Lo primero que dijo al entrar en el departamento fue:
-¡Qué buena vista!
Yo vivía en un décimo piso, un dos ambientes diminuto que supongo había sido construido para el portero, a quien luego relegarían a la planta baja, a un sucucho inmundo. Desde mi ventana podía verse, en el noveno piso, la terraza llena de la ropa colgada de los vecinos. No sé si eso podría llamarse buena vista. Pero bueno, fue lo que ella dijo.
Amagué con hacer un café, pero cuando ella entró en la cocina la besé, la toqué. Medio que se resistía, pero insistí: era la primera mujer con la que iba a acostarme sin pagar en aquel departamento, y la ansiedad era mucha.
Tanta era la ansiedad, que el acto en cuestión fue poco feliz. Digo, los dos gozamos, pero yo estaba demasiado pendiente de ella, a cada rato le preguntaba si le gustaba, qué prefería. Cuando acerqué mi cabeza a su entrepierna para dedicarme a mi mayor virtud, ella me frenó.
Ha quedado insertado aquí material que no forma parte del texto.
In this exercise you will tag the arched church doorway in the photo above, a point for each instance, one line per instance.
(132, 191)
Cuando intenté que acercara su cabeza a mi entrepierna, me dijo:
-Olvídalo.
Ella, igual que por teléfono, era decidida. Arriba, cabalgaba con decisión. Debajo, cerraba los ojos y decía cuánto placer. Cuando terminamos, ella dijo:
-Hacía un año que nada.
Yo podría haberle dicho que hacía menos de quince días, aunque con una prostituta, y no sé si eso cuenta. Mejor dicho: sé que eso no cuenta. Opté por el silencio. Mejor dicho: me quedé dormido. Ella me despertó, no sé si a los minutos o a la hora, para decirme que se iba. La invité a quedarse. Sonrió, llevó mi mano a su humedad y me dijo:
-Mirá el efecto que causan tus palabras.
Otro, con igual ansiedad, con iguales errores, con iguales preocupaciones. Al final le pregunté si había acabado. Me dijo que las mujeres no necesitan el orgasmo, y que eso no se pregunta. Traducción: no, no había acabado. Mi hombría estaba en juego, propuse continuar, pero ella insistió en irse. Le dije que no tenía drama en que se quedase -hacía mucho frío, la primavera aún era lejana-, y ella me dijo que aquel era el final perfecto para una hermosa noche, que podíamos vernos ese mismo domingo.
La acompañé hasta el coche, nos besamos, nos despedimos con la promesa de vernos en un rato.
Ya había salido el sol. Quizás es un augurio, pensé, quizás salió el sol en mi vida. Ya dije que soy un imbécil, ¿no?